A sala de armas do castelo estava impregnada com o cheiro de couro, óleo de linho e o fumo leve que subia dos charutos de Richard e Julian. Era um reduto masculino onde, entre uma inspeção de lâminas e outra, as conversas costumavam migrar dos campos de batalha para os salões de baile.

​Caelum, Gaspar, Richard e Julian estavam sentados em volta de uma mesa de carvalho, discutindo alianças necessárias para a estabilidade do reino.

​— O Duque das Terras do Sul está pressionando por um compromisso — comentou Caelum, massageando as têmporas. — Ele tem dois filhos em idade de casar, e os olhos dele brilham toda vez que o nome de Siena é mencionado.

​— Siena casada? — Richard soltou uma fumaça densa e riu. — O pobre rapaz não duraria uma semana. Ela o faria saltar de uma janela ou o venceria no cansaço antes da lua de mel.

​— Brincadeiras à parte, Richard — interveio Gaspar, com o tom sério de quem já viu dinastias ruírem por falta de herdeiros — ela é a princesa herdeira. O casamento dela não é apenas uma união, é a garantia de que nosso sangue continuará no trono de Astúria. Ela precisa de alguém que saiba domar aquele espírito.

​Arthur estava encostado em uma pilastra de pedra, mais afastado da luz das velas. Ele limpava uma adaga de prata com uma obsessão silenciosa, parecendo ignorar completamente o assunto. Sua postura era de indiferença absoluta, até que Julian mencionou:

​— Talvez devêssemos começar a apresentar pretendentes mais... firmes. Alguém que ela respeite.

​O som da adaga de Arthur batendo na mesa interrompeu a fala do pai. Ele se empertigou, a sombra escondendo parte de seu rosto, mas sua voz cortou o ambiente com a precisão de uma lâmina fria.

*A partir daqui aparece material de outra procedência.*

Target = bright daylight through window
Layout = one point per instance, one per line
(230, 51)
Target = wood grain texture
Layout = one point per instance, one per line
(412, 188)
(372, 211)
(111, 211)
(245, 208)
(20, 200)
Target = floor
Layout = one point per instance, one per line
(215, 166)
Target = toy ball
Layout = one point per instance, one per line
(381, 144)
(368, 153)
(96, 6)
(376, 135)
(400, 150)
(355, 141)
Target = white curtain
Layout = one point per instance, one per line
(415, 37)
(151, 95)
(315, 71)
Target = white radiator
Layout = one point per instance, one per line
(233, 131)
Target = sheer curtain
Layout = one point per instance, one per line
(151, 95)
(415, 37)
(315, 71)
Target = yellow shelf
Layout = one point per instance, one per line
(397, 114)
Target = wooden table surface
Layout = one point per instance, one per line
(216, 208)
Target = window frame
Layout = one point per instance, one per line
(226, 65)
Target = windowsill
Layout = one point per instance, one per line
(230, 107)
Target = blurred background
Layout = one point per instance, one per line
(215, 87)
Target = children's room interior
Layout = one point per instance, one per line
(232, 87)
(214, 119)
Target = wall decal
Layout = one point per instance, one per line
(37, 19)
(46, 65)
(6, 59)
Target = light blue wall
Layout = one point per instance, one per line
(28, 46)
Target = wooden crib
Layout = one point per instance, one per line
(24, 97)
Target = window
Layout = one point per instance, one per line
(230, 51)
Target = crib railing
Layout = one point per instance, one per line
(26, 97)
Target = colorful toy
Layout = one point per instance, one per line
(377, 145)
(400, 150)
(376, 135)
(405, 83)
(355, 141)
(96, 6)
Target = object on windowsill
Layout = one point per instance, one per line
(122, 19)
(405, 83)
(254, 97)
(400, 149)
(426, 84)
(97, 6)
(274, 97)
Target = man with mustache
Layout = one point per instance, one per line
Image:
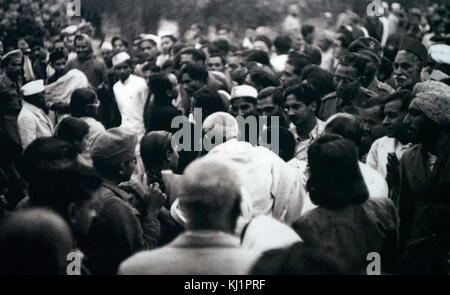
(408, 64)
(423, 199)
(350, 95)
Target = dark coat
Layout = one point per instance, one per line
(351, 233)
(116, 232)
(424, 209)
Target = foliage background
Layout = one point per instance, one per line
(137, 16)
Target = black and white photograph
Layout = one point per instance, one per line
(246, 139)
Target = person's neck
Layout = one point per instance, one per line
(13, 79)
(165, 100)
(436, 142)
(305, 129)
(125, 80)
(112, 178)
(84, 58)
(39, 105)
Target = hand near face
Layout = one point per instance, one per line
(154, 198)
(392, 167)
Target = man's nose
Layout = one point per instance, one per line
(407, 120)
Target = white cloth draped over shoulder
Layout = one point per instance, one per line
(274, 186)
(61, 89)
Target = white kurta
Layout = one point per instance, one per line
(33, 123)
(131, 97)
(274, 186)
(377, 156)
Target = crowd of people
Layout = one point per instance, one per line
(132, 157)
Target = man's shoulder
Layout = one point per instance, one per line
(145, 261)
(368, 93)
(410, 152)
(329, 96)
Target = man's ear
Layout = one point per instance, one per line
(72, 213)
(168, 154)
(313, 106)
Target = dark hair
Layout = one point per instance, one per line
(320, 79)
(404, 96)
(277, 94)
(264, 39)
(196, 72)
(197, 54)
(298, 61)
(46, 152)
(307, 29)
(286, 141)
(348, 126)
(298, 259)
(153, 42)
(304, 93)
(154, 148)
(258, 56)
(282, 44)
(354, 61)
(209, 100)
(34, 241)
(117, 38)
(159, 85)
(80, 99)
(57, 188)
(71, 129)
(314, 54)
(335, 180)
(151, 66)
(220, 46)
(223, 60)
(263, 79)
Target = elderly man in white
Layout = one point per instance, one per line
(274, 187)
(33, 121)
(131, 93)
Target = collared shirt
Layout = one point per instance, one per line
(301, 151)
(33, 123)
(131, 96)
(378, 153)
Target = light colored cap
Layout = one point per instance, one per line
(106, 46)
(33, 87)
(120, 58)
(70, 30)
(440, 53)
(152, 37)
(244, 91)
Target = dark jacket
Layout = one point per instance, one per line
(351, 233)
(117, 232)
(424, 209)
(159, 116)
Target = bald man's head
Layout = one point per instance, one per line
(212, 194)
(218, 128)
(34, 241)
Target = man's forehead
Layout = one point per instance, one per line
(215, 59)
(268, 100)
(241, 100)
(404, 55)
(346, 71)
(393, 105)
(186, 56)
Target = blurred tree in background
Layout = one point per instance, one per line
(133, 17)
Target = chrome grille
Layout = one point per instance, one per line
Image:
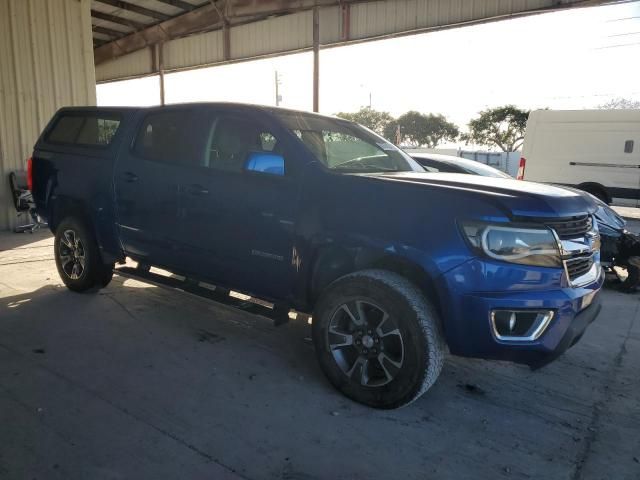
(573, 227)
(578, 266)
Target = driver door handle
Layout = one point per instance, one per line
(130, 177)
(196, 190)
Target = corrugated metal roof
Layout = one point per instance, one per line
(352, 20)
(47, 62)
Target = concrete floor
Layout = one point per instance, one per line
(143, 382)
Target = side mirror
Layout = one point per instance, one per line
(265, 162)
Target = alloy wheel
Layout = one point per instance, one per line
(72, 254)
(366, 343)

​— Siena está diferente — soltou Arthur, sem olhar para ninguém em específico.

​O silêncio caiu sobre os homens. Caelum franziu o cenho, curioso com a intervenção súbita do sobrinho, que raramente opinava sobre assuntos domésticos.

​— Diferente como, Arthur? — perguntou o Rei.

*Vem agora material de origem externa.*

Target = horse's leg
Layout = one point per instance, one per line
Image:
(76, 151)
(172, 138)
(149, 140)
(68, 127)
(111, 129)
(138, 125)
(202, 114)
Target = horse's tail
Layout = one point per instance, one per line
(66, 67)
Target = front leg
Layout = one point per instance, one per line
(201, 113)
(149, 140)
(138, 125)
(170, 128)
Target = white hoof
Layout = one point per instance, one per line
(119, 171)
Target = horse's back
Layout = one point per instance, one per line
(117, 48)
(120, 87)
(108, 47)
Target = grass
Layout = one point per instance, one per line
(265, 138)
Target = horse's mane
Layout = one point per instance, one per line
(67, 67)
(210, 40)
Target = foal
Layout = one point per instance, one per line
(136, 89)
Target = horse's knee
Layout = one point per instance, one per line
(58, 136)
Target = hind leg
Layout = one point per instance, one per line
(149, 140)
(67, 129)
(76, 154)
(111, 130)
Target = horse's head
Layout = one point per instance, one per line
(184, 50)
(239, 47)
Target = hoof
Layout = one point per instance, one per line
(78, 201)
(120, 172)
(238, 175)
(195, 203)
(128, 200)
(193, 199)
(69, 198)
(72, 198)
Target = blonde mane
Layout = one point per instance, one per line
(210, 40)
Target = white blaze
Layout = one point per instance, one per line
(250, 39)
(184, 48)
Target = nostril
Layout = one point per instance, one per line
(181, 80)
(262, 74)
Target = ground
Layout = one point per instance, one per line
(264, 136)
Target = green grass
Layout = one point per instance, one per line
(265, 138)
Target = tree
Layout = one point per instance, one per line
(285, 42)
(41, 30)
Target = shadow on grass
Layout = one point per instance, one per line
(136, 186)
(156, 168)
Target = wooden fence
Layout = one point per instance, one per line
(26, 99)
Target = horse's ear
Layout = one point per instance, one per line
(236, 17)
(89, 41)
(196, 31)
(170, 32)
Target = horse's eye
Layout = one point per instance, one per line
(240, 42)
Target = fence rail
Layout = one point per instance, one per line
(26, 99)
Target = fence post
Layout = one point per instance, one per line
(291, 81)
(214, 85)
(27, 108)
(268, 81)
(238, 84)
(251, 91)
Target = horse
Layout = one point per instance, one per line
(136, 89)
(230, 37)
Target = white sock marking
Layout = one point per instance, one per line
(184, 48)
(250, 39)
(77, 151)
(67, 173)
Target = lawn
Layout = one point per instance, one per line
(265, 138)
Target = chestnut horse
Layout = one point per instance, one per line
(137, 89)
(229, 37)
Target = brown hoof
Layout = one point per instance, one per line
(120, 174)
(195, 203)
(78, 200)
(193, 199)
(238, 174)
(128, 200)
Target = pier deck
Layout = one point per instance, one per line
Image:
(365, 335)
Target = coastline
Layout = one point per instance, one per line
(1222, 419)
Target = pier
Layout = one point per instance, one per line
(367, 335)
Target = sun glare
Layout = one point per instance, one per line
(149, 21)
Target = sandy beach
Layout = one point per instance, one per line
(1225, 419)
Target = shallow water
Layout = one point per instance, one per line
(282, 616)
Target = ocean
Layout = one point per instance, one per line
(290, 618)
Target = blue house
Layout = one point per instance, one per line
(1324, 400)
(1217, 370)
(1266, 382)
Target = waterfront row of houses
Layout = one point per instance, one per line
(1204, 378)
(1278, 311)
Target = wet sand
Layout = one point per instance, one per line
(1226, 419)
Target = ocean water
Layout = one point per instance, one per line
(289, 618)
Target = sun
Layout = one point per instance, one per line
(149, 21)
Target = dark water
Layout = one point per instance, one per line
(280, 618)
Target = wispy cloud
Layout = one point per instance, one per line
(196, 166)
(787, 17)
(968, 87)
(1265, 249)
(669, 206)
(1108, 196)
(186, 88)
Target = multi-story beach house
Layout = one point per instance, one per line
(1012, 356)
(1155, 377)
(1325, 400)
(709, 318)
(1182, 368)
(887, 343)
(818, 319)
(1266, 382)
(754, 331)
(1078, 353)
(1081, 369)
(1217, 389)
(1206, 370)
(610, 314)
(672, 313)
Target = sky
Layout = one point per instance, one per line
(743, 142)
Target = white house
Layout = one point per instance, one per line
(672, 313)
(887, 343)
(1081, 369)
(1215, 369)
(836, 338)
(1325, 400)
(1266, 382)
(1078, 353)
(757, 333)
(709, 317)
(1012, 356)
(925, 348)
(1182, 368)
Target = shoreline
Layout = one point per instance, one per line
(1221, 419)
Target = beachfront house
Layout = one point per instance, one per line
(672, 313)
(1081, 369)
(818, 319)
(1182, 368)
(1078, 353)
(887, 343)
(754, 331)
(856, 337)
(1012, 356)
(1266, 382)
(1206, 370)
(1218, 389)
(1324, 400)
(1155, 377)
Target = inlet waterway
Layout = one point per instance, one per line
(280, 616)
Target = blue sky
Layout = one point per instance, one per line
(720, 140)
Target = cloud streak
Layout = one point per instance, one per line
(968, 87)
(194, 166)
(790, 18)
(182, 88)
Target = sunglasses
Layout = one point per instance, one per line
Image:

​Arthur deu um passo à frente, entrando no círculo de luz. Seus olhos estavam endurecidos, e o maxilar parecia travado em uma tensão constante desde o café da manhã.

​— Ela está perdendo a noção dos limites — continuou ele, a voz baixa e carregada de uma autoridade que fez até Gaspar se emproar na cadeira. — O que vocês chamam de "espírito livre", eu chamo de imprudência perigosa. Ela precisa ser ensinada, e logo. Há coisas que ela precisa saber que não se pode fazer. Há regras que não são etiquetas de salão, mas protocolos de dignidade.

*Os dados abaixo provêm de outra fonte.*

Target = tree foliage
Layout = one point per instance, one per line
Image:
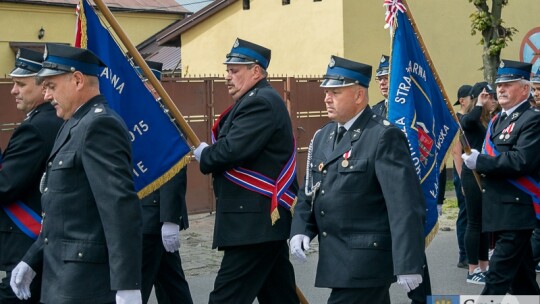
(495, 36)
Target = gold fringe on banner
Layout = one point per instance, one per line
(84, 35)
(153, 186)
(275, 215)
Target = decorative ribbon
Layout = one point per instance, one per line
(526, 184)
(392, 8)
(256, 182)
(25, 218)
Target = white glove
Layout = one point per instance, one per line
(198, 151)
(21, 277)
(470, 160)
(170, 235)
(132, 296)
(409, 281)
(298, 244)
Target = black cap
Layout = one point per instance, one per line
(384, 66)
(59, 59)
(342, 72)
(510, 70)
(479, 87)
(536, 77)
(155, 67)
(463, 91)
(245, 52)
(27, 63)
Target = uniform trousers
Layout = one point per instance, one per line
(8, 297)
(261, 271)
(163, 270)
(420, 293)
(511, 265)
(379, 295)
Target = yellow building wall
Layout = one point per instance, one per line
(303, 34)
(21, 23)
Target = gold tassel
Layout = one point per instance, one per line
(153, 186)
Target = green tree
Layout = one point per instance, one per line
(494, 35)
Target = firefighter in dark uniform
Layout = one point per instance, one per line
(23, 165)
(164, 215)
(252, 138)
(361, 198)
(381, 76)
(509, 157)
(90, 242)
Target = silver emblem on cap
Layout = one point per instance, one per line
(332, 62)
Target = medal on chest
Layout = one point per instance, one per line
(505, 134)
(346, 156)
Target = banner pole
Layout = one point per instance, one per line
(169, 104)
(465, 143)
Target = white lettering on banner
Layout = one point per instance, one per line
(139, 169)
(138, 129)
(108, 74)
(416, 69)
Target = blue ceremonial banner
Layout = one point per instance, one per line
(159, 150)
(417, 106)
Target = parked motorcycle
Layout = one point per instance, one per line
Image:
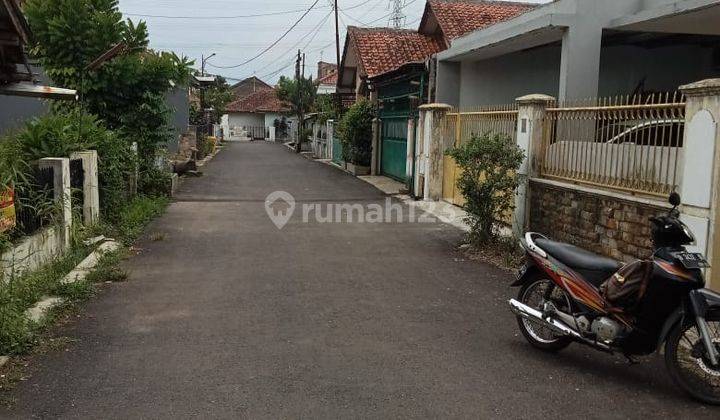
(570, 295)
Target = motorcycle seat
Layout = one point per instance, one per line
(594, 268)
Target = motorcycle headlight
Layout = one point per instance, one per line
(689, 233)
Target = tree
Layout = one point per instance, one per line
(217, 97)
(300, 94)
(127, 92)
(355, 131)
(488, 166)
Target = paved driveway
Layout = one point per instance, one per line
(229, 317)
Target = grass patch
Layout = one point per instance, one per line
(133, 218)
(17, 334)
(502, 252)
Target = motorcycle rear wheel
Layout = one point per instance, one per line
(541, 337)
(687, 362)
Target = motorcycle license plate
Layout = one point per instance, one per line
(522, 271)
(691, 260)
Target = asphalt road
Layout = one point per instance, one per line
(229, 317)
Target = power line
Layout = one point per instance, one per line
(315, 30)
(279, 13)
(273, 44)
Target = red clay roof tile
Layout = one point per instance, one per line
(259, 102)
(460, 17)
(381, 50)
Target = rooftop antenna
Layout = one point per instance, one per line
(397, 17)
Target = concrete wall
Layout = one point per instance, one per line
(15, 110)
(246, 119)
(600, 223)
(622, 67)
(503, 79)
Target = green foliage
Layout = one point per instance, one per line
(355, 133)
(326, 107)
(300, 94)
(281, 127)
(133, 217)
(488, 180)
(155, 182)
(17, 334)
(128, 91)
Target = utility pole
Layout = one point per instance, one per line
(337, 58)
(301, 117)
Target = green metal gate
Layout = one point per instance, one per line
(337, 149)
(398, 99)
(394, 146)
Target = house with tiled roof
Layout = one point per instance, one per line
(451, 19)
(247, 87)
(572, 49)
(326, 78)
(395, 67)
(256, 116)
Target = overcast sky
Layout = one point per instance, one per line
(194, 28)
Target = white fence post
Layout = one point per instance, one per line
(91, 193)
(700, 188)
(530, 129)
(61, 188)
(434, 146)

​Julian soltou uma risada nervosa, tentando aliviar o clima.

— Ora, Arthur, você sabe como ela é. Ela sempre foi uma loba...

​— Não, pai — Arthur o cortou, os olhos faiscando. — Uma loba sabe quando recuar diante do perigo. Siena está agindo como se o mundo fosse o seu salão de jogos particular, sem medir as consequências de suas invasões. Se ela for entregue a um marido agora, ela destruirá a aliança antes do amanhecer por pura... falta de controle.

​Caelum observou o sobrinho com atenção renovada. Ele notou a intensidade incomum na fala de Arthur, algo que ia além da preocupação de um primo.

​— E quem você sugere que a ensine, Arthur? — perguntou Caelum, com um tom calmo, mas testando o terreno. — O Mestre de Armas? Catarina?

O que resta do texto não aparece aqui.